POST /autoloop/<id>/resume + Resume button
Terminated runs can now be brought back in-process:
- Look up the run in
~/.claw-orchestrator/autoloop-registry.jsonl. - Re-create the runner + dispatcher with the same
run_id/ workspace. ensurePlannerpicks up the Planner'sclaudeSessionIdfrompersistedSessions(now kept on disk becausedispatcher.shutdownpasseskeepPersisted: truetostopSession) and Claude resumes the original conversation. Runs that predate this change have no persisted session — they get a fresh Planner with the same system prompt, while the dashboard replayschat.jsonl(when present) visually.
The dashboard surfaces a green Resume run button in the top bar whenever a run's status is terminated. Click → POST /resume → reconnect SSE.
Changed
SessionManager.stopSession(name, { keepPersisted? })
stopSession now accepts an opts bag. keepPersisted: true keeps the persistedSessions entry on disk so a later resume can re-attach the Claude session. Defaults to the old behaviour (entry deleted) so callers that haven't opted in are unaffected. Autoloop dispatcher.shutdown(...) passes keepPersisted: true automatically; autoloopDelete passes purge: true to ensure a real delete still scrubs everything.
Tests
embedded-server-launcher.test.tssnapshots and restores the host's~/.openclaw/server-tokensonpm testno longer rotates the user's live dashboard token.- New cases for
POST /autoloop/<id>/resume(200 + 404) andGET /autoloop/<id>/chat_history(200 + 404).

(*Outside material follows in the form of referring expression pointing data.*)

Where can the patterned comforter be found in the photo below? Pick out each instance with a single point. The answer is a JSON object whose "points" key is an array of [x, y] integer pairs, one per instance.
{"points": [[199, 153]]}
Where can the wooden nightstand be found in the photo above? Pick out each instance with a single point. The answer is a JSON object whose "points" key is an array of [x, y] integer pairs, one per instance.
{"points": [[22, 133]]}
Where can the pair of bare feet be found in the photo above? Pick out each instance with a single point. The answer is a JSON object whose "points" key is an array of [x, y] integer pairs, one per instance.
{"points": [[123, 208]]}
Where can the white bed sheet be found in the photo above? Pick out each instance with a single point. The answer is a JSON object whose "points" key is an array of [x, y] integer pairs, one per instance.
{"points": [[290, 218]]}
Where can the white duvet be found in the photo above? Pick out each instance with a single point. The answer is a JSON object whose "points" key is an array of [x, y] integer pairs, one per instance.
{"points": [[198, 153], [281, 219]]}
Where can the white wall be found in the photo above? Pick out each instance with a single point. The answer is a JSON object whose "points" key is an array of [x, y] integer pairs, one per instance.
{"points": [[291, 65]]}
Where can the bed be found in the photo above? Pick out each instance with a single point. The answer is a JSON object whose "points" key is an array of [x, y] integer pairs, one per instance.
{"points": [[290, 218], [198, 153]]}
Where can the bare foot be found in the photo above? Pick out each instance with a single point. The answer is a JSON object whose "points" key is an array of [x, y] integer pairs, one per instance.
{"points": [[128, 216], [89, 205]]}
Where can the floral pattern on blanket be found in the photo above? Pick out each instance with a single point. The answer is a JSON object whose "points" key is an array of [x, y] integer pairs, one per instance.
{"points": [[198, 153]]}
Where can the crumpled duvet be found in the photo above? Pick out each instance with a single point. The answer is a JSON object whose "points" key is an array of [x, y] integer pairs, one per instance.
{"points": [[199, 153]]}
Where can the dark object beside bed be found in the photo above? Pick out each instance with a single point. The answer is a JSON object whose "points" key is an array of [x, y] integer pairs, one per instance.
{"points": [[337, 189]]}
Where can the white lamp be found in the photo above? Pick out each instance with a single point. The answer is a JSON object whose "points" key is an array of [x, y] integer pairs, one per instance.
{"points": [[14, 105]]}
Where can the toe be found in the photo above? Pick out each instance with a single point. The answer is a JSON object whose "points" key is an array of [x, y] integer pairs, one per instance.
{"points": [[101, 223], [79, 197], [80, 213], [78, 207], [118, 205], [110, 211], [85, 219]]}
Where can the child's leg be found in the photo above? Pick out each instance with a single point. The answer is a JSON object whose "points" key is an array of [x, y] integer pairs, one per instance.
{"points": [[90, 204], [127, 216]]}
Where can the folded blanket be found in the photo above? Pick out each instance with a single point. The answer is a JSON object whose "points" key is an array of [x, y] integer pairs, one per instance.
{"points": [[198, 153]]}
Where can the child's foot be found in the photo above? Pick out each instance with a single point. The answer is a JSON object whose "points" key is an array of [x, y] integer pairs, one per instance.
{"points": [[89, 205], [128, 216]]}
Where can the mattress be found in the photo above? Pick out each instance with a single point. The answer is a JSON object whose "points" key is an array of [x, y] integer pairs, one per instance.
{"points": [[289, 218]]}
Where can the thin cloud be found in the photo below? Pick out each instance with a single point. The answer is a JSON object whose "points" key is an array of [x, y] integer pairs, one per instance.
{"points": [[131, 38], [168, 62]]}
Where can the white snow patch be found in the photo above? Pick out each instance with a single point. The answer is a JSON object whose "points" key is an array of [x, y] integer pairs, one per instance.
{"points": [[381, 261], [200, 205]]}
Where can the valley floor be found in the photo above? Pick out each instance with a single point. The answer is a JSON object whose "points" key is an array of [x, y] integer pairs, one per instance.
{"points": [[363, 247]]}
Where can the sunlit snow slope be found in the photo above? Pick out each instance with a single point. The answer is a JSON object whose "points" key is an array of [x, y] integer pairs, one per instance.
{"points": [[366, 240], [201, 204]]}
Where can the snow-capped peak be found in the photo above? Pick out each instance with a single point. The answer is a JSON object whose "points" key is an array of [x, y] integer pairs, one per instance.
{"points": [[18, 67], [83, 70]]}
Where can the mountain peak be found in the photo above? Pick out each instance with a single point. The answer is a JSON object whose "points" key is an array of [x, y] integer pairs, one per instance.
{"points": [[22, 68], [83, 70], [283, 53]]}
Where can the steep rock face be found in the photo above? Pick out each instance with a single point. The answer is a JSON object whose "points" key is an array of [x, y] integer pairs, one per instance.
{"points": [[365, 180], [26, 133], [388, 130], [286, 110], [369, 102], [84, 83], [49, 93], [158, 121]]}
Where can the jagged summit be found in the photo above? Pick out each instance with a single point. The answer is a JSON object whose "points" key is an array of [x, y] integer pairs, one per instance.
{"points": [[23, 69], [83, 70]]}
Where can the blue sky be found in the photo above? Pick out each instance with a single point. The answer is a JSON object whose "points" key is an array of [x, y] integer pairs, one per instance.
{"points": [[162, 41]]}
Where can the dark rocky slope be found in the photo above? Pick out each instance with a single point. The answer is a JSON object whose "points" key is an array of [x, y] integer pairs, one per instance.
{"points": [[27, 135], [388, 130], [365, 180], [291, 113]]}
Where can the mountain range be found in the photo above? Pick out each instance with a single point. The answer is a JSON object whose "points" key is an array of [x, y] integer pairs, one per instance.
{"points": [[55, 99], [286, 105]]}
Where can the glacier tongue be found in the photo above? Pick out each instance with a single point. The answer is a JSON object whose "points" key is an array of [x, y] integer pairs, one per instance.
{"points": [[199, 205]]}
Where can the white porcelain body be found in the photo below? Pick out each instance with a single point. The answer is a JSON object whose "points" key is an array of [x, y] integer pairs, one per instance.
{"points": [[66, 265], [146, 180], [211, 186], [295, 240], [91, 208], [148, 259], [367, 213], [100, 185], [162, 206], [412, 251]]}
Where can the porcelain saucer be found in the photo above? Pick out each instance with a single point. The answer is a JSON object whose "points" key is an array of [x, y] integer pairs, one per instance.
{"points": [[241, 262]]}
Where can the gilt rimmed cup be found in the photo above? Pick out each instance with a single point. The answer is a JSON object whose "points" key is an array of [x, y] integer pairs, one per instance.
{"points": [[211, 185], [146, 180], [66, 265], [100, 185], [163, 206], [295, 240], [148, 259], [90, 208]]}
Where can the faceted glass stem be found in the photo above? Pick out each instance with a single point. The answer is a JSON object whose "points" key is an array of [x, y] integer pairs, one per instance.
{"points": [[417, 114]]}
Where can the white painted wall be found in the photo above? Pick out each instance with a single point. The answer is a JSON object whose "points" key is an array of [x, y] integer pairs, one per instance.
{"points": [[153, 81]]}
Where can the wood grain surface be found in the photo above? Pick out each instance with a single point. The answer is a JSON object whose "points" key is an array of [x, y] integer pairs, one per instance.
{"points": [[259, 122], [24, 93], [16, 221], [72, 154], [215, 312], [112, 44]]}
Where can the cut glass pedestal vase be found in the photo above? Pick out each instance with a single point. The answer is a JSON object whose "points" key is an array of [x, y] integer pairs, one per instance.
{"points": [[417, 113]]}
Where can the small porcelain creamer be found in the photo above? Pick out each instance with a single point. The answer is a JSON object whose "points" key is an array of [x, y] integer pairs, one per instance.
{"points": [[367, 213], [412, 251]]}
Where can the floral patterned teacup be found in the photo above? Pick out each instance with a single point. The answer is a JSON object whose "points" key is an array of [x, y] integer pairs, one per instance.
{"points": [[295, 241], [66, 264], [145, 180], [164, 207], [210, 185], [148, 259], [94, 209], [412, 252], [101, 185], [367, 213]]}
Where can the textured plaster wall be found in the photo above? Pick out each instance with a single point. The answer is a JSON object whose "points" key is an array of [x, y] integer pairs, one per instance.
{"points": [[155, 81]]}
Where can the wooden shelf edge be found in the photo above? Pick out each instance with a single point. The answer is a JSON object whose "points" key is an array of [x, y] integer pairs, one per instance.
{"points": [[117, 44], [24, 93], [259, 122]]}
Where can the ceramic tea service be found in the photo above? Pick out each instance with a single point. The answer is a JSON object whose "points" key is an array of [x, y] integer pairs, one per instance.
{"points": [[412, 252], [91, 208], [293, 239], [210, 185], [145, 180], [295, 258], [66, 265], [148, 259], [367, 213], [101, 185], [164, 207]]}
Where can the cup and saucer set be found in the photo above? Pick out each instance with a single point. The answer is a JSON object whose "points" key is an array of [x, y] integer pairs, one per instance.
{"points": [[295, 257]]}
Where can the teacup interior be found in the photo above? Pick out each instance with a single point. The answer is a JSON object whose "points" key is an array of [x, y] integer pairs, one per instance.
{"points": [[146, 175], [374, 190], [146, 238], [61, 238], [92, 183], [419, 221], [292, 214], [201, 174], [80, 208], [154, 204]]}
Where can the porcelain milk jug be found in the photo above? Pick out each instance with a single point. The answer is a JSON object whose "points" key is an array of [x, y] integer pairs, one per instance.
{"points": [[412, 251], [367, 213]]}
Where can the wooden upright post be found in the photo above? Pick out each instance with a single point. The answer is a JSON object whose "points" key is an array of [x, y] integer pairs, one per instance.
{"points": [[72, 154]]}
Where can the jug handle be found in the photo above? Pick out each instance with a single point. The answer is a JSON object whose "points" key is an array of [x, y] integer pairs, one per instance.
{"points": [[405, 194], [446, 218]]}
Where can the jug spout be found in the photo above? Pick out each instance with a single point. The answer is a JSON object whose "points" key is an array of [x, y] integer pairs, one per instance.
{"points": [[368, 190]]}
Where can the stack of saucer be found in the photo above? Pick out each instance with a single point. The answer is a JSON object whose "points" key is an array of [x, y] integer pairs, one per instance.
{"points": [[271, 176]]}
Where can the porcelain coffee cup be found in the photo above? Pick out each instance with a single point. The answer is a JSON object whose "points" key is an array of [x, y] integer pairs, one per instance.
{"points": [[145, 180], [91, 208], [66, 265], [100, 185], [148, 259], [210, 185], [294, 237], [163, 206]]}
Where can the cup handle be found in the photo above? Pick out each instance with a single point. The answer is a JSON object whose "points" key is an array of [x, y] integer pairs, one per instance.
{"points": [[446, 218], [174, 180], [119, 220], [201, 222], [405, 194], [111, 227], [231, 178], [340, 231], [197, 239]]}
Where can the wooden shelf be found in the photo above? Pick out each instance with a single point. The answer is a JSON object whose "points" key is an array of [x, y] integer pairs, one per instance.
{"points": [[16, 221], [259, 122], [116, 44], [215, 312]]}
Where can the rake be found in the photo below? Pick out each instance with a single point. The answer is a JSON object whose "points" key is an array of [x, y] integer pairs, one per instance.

v4.0.3 — autoloop chat + planner write-gating + auth/pid hardening
v4.0.3
This release bundles three patches cut from a single coherent pass after v4.0.0:
Fixed — Dashboard auth token survives clawo serve restarts
EmbeddedServer regenerated the auth token on every construction, ignoring the on-disk ~/.openclaw/server-token. Every server restart invalidated browser cookies / open dashboard tabs / running CLI sessions. The server now reuses the persisted token (validated as ≥32 hex chars), only generating a fresh one when the file is missing or malformed. OPENCLAW_SERVER_TOKEN env override and disabled opt-out still take precedence; file remains mode 0600.
Fixed — session-pids.json no longer accumulates stale entries
SessionManager._savePids() unconditionally preserved entries from owners other than the current process, even after the owning SessionManager had exited. _savePids() now probes process.kill(ownerPid, 0) before keeping an other-owner entry; dead-owner rows are dropped.
Changed — Planner is physically prevented from authoring deliverables (breaking)
The Planner is meant to design plans and delegate; the Coder is meant to produce deliverables. The fix moves the role boundary from soft (prompt rule) to hard (tool gating):
- Planner session now passes
disallowedTools: ['Write', 'Edit', 'MultiEdit', 'NotebookEdit']to Claude Code. Read / Glob / Grep / Bash stay enabled so the Planner can still discover and audit the workspace. - New autoloop tools
write_planandwrite_goalreplacewrite_plan_committed/write_goal_committed. They take the full filecontentas a string + an optionalcommit_message. The orchestrator writes the file server-side, then commits. This is the Planner's only legitimate path to author plan.md / goal.json. - All three system prompts (Planner / Coder / Reviewer) rewritten with hard rules at the top under an
# ABSOLUTE RULESheading.
Behavioural breaking change for callers that reference the old write_plan_committed / write_goal_committed tool names — the orchestrator surfaces "unknown tool" warnings if it sees them.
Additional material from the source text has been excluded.